All the above is probably untrue."

Saturday, March 6, 2010

Aldous Huxley -- Part I

I have been reading and re-reading Aldous Huxley this past month or so, and so much of what he wrote has bearing on truth -- and lies.  More to come, but here are some samples:

"An unexciting truth may be eclipsed by a thrilling lie."
Aldous Huxley

"Facts do not cease to exist because they are ignored."
Aldous Huxley

"Great is truth, but still greater, from a practical point of view, is silence about truth. By simply not mentioning certain subjects... totalitarian propagandists have influenced opinion much more effectively than they could have by the most eloquent denunciations."
Aldous Huxley

"Man approaches the unattainable truth through a succession of errors."
Aldous Huxley

"Most ignorance is vincible ignorance. We don't know because we don't want to know."
Aldous Huxley

"Proverbs are always platitudes until you have personally experienced the truth of them."
Aldous Huxley

"You shall know the truth, and the truth shall make you mad."
Aldous Huxley

Monday, March 1, 2010

Voters think even our first president lied - latimes.com

Voters think even our first president lied - latimes.com
" . . .maybe recent data just show that today's disgust with Washington (the town, not the man) is starting to affect the reputation of earlier giants. Either way, a new CNN/Opinion Research Corp. poll found that 74% of voters think the father of our country lied while in office."
 As I have been editing these anthologies it has reinforced a belief that the stories we tell -- to ourselves, to each other, to school children -- are as much about the world as we want it to be as they are about the world as it is.
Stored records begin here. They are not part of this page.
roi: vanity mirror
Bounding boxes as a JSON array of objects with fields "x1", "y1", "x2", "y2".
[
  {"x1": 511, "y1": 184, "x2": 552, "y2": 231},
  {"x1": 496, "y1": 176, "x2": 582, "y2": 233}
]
The story about George Washington and the cherry tree ("I cannot tell a lie, father -- I cut it down with my little hatchet") was invented by Parson (Mason Locke) Weems out of whole cloth but it illustrated something that we wanted and that we needed to believe: that our founders, that our leaders were incorruptible. So what does it mean when we no longer believe that story?

Perhaps it signifies that we no longer believe honesty is important, or that it is unattainable. Perhaps it means that we believe that power inevitably corrupts and we are naive to think otherwise. It could also be that we want to have leaders with feet of clay to justify our own shortcomings: even Honest Abe told a whopper on occasion, right? The key is that this poll doesn't reflect a change in attitudes towards Washington and Lincoln: it represents a change in our attitudes about truth.